Google, Microsoft join hands for crackdown on child porn searches
According to reports, Google Inc has planned to block serch results related to child abuse.
Both internet giants, Google and Microsoft, in a rare display of unity, will join hands to introduce new algorithms that will prevent searches for child abuse imagery delivering results.
Day before the "Internet safety summit" in London, Google chief Eric Schmidt wrote in a daily, "we will soon roll out these changes in more than 150 languages (including Indian languages) so the impact will be truly global."
"We've listened, and in the last three months put more than 200 people to work developing new, state-of-the-art technology to tackle the problem", Schmidt wrote.
Schmidt said that the tech giant (Google) had developed new technology that "makes it harder to find child sexual abuse images on the web (including on YouTube videos)."
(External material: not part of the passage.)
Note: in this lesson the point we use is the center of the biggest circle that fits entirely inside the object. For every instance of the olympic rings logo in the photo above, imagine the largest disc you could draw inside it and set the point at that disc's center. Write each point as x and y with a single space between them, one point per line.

"Paedophiles are increasingly filming their crimes. So our engineers at YouTube have created a new technology to identify these videos", he further said.
Google has developed a technology that makes it harder to find child porn images
The alerts also make clear that child sexual abuse is illegal and give advice on where to get help.
In July this year, British Prime Minister David Cameron declared war on online pornography, calling for a safer internet for children.
Cameron had warned that access to online porn was "corroding childhood", and urged internet companies to act to block access to child abuse images.
Cameron had also unveiled a series of measures to reduce access to pornography with a particular focus on images of child sexual abuse including "Possession of extreme pornography, which includes scenes of simulated rape, is to be outlawed."
Some anti-child porn campaigners have argued the proposals did not go far enough and called for greater funding to wipe out sharing of child porn through peer-to-peer networks.